Ah, Come On, God is Josh? How About Ron?
Author(s): Scott Douglas Jacobsen
Publication (Outlet/Website): Medium (Personal)
Publication Date (yyyy/mm/dd): 2024/07/05
It never occurred to me.
I had done a minor linguistic or etymological analysis of the actual name of Jesus. Obviously, in the Anglosphere tilting towards the pop Christianity, often, we get the name “Jesus Christ.” A benign name of a mostly kind philosopher with many illegitimate claims — miracle claims — about him.
The name “Jesus Christ” has gone through various forms and adaptations through languages and historical periods. His anglosphere contemporarily understood name is Jesus Christ. However, in the Hebrew, his name is ישוע בן יוסף or Yeshua Ben Yosef. This means Yeshua, son of Joseph.

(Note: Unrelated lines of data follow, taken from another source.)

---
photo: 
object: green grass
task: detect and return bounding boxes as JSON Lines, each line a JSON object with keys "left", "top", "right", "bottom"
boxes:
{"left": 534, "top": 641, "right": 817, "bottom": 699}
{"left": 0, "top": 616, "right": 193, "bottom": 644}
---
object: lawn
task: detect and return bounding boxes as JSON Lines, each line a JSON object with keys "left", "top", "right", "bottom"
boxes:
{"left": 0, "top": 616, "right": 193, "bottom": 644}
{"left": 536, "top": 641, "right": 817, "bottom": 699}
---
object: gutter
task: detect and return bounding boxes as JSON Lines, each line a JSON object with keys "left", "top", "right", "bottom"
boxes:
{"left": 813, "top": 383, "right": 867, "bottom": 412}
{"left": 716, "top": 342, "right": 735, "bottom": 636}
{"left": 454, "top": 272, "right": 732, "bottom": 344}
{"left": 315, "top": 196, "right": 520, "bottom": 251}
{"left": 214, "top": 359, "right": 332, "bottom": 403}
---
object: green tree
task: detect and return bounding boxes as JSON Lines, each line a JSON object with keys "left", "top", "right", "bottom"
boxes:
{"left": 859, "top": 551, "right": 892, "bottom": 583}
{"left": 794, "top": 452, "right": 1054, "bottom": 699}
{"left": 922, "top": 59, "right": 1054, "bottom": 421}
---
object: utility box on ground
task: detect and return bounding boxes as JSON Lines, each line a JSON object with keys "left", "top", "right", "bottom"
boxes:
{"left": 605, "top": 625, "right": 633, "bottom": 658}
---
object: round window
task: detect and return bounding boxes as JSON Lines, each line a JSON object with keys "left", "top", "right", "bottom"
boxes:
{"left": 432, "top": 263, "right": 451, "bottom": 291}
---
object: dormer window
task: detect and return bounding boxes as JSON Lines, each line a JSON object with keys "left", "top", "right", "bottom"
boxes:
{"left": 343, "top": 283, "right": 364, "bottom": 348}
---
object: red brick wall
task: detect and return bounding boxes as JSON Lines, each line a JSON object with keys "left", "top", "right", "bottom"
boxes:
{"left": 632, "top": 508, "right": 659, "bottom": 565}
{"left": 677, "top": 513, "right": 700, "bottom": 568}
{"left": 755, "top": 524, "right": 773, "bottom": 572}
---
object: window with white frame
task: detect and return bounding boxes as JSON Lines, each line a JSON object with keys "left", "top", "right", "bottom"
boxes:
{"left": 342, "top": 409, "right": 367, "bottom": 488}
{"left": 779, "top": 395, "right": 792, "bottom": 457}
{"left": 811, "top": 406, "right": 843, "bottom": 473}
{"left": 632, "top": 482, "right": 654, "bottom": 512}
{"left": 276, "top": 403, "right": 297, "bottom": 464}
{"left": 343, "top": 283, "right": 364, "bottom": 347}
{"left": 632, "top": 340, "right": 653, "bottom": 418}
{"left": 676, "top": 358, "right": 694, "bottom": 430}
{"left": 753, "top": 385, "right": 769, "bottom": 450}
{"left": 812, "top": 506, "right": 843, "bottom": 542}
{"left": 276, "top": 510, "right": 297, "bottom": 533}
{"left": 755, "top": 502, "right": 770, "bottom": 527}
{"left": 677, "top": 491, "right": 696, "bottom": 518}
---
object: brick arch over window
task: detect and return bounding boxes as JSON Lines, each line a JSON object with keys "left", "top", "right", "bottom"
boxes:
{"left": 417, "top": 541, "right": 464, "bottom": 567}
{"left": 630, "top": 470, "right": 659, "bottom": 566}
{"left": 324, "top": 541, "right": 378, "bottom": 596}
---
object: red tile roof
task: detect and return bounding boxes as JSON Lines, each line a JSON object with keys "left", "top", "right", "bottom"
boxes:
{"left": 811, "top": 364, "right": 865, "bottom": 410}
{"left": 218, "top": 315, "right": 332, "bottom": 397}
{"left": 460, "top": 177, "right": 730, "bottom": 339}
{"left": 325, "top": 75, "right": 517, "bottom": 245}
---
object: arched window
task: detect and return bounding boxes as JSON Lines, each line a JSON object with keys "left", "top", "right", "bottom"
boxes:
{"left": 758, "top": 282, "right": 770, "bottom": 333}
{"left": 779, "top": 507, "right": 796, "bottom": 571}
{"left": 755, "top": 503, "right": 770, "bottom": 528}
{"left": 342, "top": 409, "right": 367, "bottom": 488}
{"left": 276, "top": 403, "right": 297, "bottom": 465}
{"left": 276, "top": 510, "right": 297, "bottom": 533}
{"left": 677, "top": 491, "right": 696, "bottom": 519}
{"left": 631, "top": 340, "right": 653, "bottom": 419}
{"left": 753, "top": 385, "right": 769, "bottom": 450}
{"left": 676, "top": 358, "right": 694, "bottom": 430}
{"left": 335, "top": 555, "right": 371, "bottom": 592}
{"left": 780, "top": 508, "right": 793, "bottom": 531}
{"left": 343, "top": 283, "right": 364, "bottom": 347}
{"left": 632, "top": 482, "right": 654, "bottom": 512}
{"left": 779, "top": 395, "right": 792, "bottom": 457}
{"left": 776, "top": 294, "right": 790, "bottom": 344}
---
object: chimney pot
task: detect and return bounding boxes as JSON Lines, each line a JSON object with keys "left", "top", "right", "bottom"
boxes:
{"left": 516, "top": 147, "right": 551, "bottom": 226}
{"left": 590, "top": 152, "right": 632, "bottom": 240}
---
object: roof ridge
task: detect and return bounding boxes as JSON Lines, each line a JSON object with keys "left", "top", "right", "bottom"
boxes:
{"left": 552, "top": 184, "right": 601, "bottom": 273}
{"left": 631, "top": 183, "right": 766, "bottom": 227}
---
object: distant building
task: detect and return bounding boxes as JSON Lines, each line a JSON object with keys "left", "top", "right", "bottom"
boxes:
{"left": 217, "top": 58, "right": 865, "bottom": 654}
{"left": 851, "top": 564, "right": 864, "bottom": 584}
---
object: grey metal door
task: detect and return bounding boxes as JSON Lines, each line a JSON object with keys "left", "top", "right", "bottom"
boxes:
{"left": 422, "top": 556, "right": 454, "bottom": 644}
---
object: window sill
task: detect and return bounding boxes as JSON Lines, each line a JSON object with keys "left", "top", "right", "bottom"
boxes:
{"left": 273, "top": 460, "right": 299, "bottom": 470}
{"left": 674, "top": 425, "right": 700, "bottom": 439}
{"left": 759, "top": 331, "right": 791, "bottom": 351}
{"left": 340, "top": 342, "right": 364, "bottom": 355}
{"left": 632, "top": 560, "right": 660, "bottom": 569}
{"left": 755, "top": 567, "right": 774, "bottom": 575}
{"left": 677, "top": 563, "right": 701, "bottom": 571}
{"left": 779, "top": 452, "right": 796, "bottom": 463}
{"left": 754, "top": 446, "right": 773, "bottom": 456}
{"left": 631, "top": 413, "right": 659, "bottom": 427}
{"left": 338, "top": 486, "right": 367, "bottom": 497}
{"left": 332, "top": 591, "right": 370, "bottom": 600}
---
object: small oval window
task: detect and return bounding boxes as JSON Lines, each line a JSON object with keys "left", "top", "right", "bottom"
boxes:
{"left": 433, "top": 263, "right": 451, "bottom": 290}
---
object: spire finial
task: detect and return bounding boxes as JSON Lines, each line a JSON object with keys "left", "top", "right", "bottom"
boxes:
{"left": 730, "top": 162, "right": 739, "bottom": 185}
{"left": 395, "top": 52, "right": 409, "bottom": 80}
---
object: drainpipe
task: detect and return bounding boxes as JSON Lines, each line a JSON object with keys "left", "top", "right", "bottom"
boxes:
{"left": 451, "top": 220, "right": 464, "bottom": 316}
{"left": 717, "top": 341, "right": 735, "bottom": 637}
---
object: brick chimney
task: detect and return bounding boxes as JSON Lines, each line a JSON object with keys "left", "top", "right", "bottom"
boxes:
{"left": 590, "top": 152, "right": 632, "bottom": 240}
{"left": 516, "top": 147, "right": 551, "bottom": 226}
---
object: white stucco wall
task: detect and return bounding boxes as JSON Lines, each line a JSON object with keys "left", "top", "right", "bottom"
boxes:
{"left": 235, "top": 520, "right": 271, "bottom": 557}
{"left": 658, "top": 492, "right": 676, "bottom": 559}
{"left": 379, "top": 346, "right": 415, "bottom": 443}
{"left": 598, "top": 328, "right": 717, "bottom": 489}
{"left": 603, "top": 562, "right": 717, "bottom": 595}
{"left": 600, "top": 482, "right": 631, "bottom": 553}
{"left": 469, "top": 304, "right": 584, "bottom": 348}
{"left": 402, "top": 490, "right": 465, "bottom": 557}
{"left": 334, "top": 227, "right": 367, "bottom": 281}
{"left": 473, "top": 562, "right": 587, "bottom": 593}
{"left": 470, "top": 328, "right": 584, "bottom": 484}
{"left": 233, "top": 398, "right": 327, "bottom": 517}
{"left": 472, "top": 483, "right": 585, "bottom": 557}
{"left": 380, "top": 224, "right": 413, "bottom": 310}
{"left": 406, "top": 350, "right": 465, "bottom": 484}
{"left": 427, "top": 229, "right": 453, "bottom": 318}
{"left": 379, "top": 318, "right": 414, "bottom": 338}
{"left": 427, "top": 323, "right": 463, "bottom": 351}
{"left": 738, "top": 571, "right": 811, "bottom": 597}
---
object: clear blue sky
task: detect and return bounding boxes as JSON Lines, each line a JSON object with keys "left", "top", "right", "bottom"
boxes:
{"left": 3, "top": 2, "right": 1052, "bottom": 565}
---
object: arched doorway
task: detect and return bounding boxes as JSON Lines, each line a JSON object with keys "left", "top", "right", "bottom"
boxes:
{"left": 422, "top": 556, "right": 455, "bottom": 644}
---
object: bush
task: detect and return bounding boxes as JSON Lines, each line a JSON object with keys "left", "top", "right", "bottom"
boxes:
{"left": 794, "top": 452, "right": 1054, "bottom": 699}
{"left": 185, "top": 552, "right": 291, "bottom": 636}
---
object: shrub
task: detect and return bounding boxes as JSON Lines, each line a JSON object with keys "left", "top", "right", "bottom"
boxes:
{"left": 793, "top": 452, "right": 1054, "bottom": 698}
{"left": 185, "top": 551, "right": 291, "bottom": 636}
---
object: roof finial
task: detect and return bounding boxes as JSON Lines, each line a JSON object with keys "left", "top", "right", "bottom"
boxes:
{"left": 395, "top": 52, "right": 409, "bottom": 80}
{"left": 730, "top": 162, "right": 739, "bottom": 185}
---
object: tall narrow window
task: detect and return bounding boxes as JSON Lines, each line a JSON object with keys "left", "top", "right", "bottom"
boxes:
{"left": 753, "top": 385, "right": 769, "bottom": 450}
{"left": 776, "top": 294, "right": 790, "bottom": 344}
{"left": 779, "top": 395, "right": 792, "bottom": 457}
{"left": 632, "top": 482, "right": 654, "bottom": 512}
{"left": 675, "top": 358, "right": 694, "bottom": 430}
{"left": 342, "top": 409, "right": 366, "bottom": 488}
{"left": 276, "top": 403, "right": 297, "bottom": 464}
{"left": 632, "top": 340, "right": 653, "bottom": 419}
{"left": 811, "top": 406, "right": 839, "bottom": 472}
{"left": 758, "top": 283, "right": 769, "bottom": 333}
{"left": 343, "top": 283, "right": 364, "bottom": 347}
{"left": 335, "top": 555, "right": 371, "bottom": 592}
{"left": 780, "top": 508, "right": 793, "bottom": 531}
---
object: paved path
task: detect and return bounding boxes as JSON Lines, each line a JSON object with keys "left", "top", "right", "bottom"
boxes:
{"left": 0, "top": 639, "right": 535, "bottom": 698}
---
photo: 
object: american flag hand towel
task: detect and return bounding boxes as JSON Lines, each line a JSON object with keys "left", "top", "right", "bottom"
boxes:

The meaning of this Hebrew or Aramaic name is salvation or Yahweh saves — fair enough. It wasn’t even an uncommon name. In ancient Galilee and Judea, the name of Jesus was a common one when taken as Yeshua. Furthermore, the Old Testament name was Yehoshua or יהושע.
If that isn’t weird enough, it can be taken in a similar pronunciation as Iesous or Ἰησοῦς in the Greek New Testament. Yeshua is transliterated as Iesous in Greek. “sh” was pronounced as “s,” so becae Iesous, becoming Iesus in Latin and then Jesus. Christ becomes not a name, but a title. Jesus the anointed one.
“Yeshua Ben Yosef” is the most historically accurate name for Jesus. The strange beast of Jesus Christ in the contemproary period and more colloquially can, in fact, be taken not merely as Yeshua or Jesus, but as Joshua or Josh. Josh the Christ; there’s a bumper sticker for you!